TOKİ'ler öncülük etsin deprem bölgesinde zorunlu olsun: Güvenli binaya TSE güvencesi

10 bilim insanımız 2010'da TSE'nin isteği üzerine 'Güvenli ve Yeşil Bina Sertifikası' hazırladı. Proje, Doğu ve Güneydoğu’da 2-3 devlet binası dışında hayata geçirilemedi. Prof. Dr. Birol Kılkış, deprem bölgelerinde yapılacak binalarda ‘sertifikalandırma’ sürecinin işletilmesi gerektiğini söyledi

10 bilim insanı Türk Standartları Enstitüsünün (TSE) isteği üzerine “Güvenli ve Yeşil Bina Sertifikası” hazırladı. Dünyada ilk ve tek olan bu sertifika tamamen yerli imkanlarla ortaya çıktı. 2010 yılında hazırlanan sistem özellikle fay hatları için geliştirildi, ancak uygulanmadı. Projede görev alan Prof. Dr. Birol Kılkış “Güvenli Yeşil Bina Sertifikası”nın deprem bölgelerinde ve TOKİ’de zorunlu olmasını istedi.

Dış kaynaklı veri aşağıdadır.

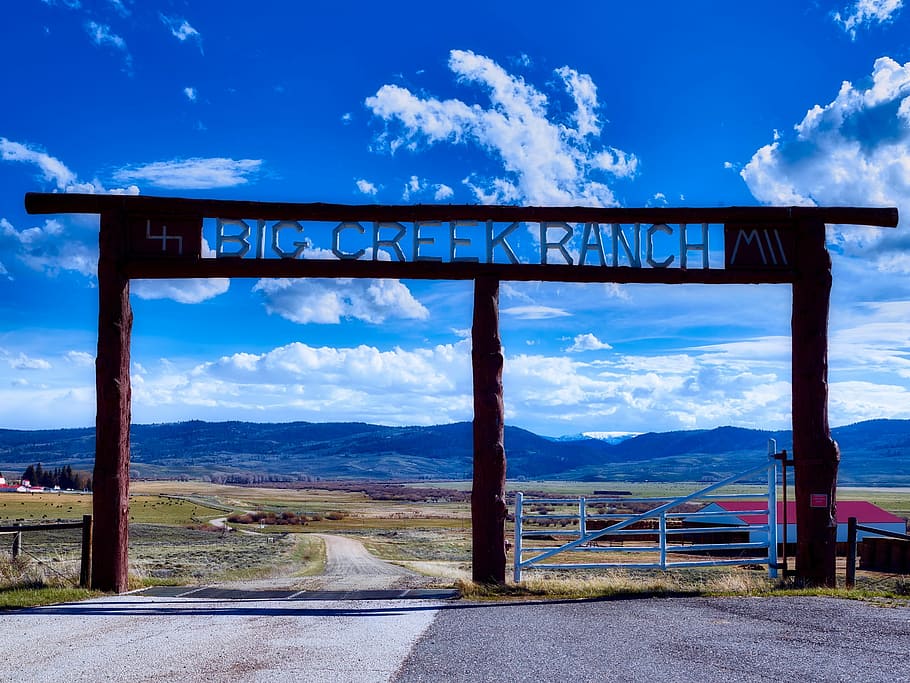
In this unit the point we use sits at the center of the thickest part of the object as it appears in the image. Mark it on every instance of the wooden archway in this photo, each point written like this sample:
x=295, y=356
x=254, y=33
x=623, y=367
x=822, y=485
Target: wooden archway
x=160, y=237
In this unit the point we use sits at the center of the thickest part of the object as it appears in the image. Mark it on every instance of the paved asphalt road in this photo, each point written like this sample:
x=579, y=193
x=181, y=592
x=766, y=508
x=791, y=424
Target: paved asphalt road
x=135, y=638
x=673, y=639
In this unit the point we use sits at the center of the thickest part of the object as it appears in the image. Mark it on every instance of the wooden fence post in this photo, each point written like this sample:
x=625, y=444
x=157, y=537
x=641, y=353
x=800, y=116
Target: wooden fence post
x=850, y=580
x=488, y=507
x=815, y=453
x=110, y=497
x=85, y=569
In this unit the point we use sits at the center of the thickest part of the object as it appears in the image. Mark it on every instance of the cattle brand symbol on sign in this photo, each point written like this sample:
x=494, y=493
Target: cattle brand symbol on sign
x=757, y=246
x=179, y=238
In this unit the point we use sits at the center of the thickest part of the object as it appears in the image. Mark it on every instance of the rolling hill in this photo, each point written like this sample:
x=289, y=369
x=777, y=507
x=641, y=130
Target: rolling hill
x=876, y=452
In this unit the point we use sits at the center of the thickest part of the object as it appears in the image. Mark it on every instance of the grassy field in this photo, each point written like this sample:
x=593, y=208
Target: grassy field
x=173, y=541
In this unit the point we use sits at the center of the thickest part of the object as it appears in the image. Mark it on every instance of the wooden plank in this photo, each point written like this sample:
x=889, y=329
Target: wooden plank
x=488, y=506
x=815, y=454
x=112, y=422
x=424, y=270
x=45, y=203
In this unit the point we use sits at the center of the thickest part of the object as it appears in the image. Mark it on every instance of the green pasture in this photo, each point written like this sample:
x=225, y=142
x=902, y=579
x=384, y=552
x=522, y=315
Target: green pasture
x=144, y=509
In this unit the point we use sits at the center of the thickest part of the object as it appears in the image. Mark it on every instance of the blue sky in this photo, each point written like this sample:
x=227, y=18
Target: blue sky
x=617, y=104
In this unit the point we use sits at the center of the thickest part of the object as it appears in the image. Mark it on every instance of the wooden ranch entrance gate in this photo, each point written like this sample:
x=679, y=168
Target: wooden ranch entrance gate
x=158, y=237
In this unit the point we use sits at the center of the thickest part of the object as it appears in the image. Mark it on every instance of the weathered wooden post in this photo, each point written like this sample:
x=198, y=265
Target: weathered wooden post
x=17, y=543
x=112, y=423
x=815, y=454
x=85, y=566
x=488, y=507
x=850, y=580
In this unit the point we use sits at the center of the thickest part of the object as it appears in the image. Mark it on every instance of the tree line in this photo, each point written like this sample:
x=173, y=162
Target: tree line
x=65, y=477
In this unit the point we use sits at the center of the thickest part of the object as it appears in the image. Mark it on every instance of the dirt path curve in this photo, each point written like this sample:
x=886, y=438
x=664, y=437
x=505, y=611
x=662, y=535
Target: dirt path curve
x=349, y=566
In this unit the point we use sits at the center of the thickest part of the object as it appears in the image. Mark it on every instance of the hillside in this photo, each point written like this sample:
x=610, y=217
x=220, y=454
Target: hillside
x=874, y=452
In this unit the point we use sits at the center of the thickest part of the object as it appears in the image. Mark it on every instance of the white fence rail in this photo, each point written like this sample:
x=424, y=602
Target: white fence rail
x=669, y=528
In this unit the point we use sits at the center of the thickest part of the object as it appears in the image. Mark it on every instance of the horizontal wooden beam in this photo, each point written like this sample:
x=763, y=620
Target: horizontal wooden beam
x=424, y=270
x=49, y=203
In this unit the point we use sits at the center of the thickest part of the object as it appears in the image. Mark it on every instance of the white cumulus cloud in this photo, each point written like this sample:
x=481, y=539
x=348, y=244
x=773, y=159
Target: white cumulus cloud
x=366, y=187
x=545, y=162
x=865, y=12
x=587, y=342
x=852, y=151
x=192, y=174
x=316, y=300
x=182, y=30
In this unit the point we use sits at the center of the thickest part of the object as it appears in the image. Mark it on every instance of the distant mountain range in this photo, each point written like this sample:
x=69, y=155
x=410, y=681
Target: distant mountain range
x=876, y=452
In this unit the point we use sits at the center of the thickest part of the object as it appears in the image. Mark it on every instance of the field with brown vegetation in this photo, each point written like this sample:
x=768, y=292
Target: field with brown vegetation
x=194, y=532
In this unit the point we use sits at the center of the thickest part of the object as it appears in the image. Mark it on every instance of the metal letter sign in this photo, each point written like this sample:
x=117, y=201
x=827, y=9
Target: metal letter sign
x=757, y=246
x=171, y=238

TSE, 2010 yılında çevreci ve güvenli konut üretmek için bir çalışma başlattı. TSE yetkilileri, talebin, çevreci konut üretmek isteyen ancak yurt dışındaki kuruluşların istediği astronomik rakamları karşılamakta zorluk çeken Türk müteahhitlerden geldiğini bildirdi. TSE yetkilileri, bilim insanlarıyla yaptıkları toplantılarda sadece “yeşil”in yetmeyeceğini, “güvenli konutun” da önemli olduğunu tespit ettiklerini ve çalışmalarını bu doğrultuda sürdürdüklerini söyledi. Verecekleri sertifikanın adını da “Güvenli Yeşil Bina Sertifikası” olarak değiştirdiler.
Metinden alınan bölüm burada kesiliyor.